Model Overview
Description
This model performs visual feature extraction. Unlike standard Vision Transformers that produce a fixed 2D grid of patch features, RADIO1D compresses an input image into a compact, variable-length 1D sequence of tokens. The number of output tokens (from 1 up to 256) can be selected by the user at inference time, providing a continuous accuracy/efficiency trade-off. For example, an image can be summarized into a single token for retrieval, or expanded to 256 tokens for fine-grained tasks such as OCR.
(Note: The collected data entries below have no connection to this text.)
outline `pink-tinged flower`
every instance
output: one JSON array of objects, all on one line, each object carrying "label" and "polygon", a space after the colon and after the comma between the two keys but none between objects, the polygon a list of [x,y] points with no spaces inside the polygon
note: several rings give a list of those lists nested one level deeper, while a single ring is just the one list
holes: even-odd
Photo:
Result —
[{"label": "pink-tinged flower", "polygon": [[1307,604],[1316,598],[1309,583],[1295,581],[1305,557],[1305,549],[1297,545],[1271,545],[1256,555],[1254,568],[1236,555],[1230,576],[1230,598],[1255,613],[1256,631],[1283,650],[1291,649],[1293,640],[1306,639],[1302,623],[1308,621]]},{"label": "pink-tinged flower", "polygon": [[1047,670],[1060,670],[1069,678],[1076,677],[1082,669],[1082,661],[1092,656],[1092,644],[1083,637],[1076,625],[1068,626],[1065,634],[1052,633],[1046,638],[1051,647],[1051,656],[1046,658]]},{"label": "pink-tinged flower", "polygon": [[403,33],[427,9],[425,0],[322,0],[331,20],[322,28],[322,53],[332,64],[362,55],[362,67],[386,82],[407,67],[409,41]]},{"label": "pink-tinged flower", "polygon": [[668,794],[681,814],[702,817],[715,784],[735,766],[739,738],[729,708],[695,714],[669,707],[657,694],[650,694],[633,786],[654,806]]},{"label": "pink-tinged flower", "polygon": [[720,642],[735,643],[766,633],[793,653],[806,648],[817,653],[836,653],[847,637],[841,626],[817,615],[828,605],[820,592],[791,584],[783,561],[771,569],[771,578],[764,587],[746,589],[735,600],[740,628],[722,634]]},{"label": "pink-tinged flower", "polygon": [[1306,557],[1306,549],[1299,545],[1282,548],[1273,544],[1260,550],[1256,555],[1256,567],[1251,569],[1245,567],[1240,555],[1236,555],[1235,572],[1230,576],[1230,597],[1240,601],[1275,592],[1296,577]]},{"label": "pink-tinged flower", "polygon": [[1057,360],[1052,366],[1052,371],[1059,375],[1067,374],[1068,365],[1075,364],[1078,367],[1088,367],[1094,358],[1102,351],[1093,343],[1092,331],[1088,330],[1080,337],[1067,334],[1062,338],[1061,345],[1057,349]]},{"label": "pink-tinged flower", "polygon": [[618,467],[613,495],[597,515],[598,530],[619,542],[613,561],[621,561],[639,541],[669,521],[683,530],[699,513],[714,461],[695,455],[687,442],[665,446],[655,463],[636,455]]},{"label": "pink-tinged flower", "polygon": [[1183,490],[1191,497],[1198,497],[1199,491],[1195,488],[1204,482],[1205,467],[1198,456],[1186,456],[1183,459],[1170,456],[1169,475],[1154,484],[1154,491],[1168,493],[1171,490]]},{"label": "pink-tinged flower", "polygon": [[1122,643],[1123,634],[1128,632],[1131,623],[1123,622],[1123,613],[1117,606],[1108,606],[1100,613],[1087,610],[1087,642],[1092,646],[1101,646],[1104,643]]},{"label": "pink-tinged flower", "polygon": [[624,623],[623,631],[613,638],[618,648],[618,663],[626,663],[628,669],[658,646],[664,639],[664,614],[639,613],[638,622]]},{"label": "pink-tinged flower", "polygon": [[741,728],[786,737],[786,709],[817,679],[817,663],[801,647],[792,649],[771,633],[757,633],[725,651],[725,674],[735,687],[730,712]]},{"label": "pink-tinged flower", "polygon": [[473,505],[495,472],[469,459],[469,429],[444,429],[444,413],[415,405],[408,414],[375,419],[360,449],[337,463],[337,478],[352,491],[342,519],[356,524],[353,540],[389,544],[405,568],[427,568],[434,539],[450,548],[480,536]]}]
RADIO1D was produced by fine-tuning C-RADIOv4-H using multi-teacher agglomerative distillation from:
The encoder integrates a learnable Patch Merging block (4× sequence-length reduction, 2× channel expansion) part-way through the network for efficiency, and a lightweight Vision Transformer decoder is used only during training to project the 1D tokens back into a 2D-compatible grid for teacher alignment. At inference, only the encoder runs.
This model is ready for commercial or non-commercial use.
License/Terms of Use
GOVERNING TERMS: Use of this model is governed by the NVIDIA Open Model License Agreement.
Deployment Geography
Global
Use Case
The embeddings generated by this model are expected to be used by a downstream application. The variable-length 1D token output makes RADIO1D especially well suited to:
- Integration into a Vision-Language Model with a user-tunable token budget per image (trade off accuracy vs. time-to-first-token).
- Image-level understanding (image classification, scene summarization, image curation).
- Composition-aware image-to-image retrieval (object presence and spatial arrangement).
- Dense processing (semantic segmentation) when a decoder is used.
Release Date
Hugging Face: 07/01/2026 via RADIO Collection of Models.
References
- RADIO1D paper: G. Heinrich, M. Ranzinger, C. McCarthy et al., "RADIO1D: Elastic Representations for Condensed Vision Modeling," ICML 2026.
- AM-RADIO (arXiv:2312.06709)
- RADIOv2.5 (arXiv:2412.07679)
- PHI-S / RADIO scaling (arXiv:2410.01680)
- C-RADIO (arXiv:2502.16025)
- C-RADIOv4 (arXiv:2601.17237)
Model Architecture
Architecture Type: Neural Network
Network Architecture: Vision Transformer with encoder-decoder for elastic 1D token generation
Number of model parameters: ~1.14B (encoder, used at inference); ~314M additional decoder parameters used only during training
The RADIO1D-H encoder is built from a ViT-H/16 backbone. Image patches (16×16 pixels) are flattened into a 1D sequence and processed by 24 transformer blocks at embedding dimension 1280, followed by a learnable Patch Merging block that groups 2×2 neighboring tokens (reducing sequence length by 4× and expanding the channel dimension by ρ=2 to 2560), followed by 8 further transformer blocks at the wider dimension. During training, a length ℓ is sampled stochastically from a triangular distribution p(x)=2−2x, and only the first ℓ encoder tokens are retained (a form of nested dropout). Earlier tokens are therefore encouraged to encode global, high-level semantics while later tokens specialize in finer details.
A small ViT decoder (~314M parameters, 6 blocks with one Patch Splitting upscale) is used only during training. It receives duplicated learnable query tokens equal in number to the original patch grid plus the encoder's ℓ tokens as additional register tokens, and cross-attention reconstructs a 2D-compatible feature grid that is aligned to the teacher representations.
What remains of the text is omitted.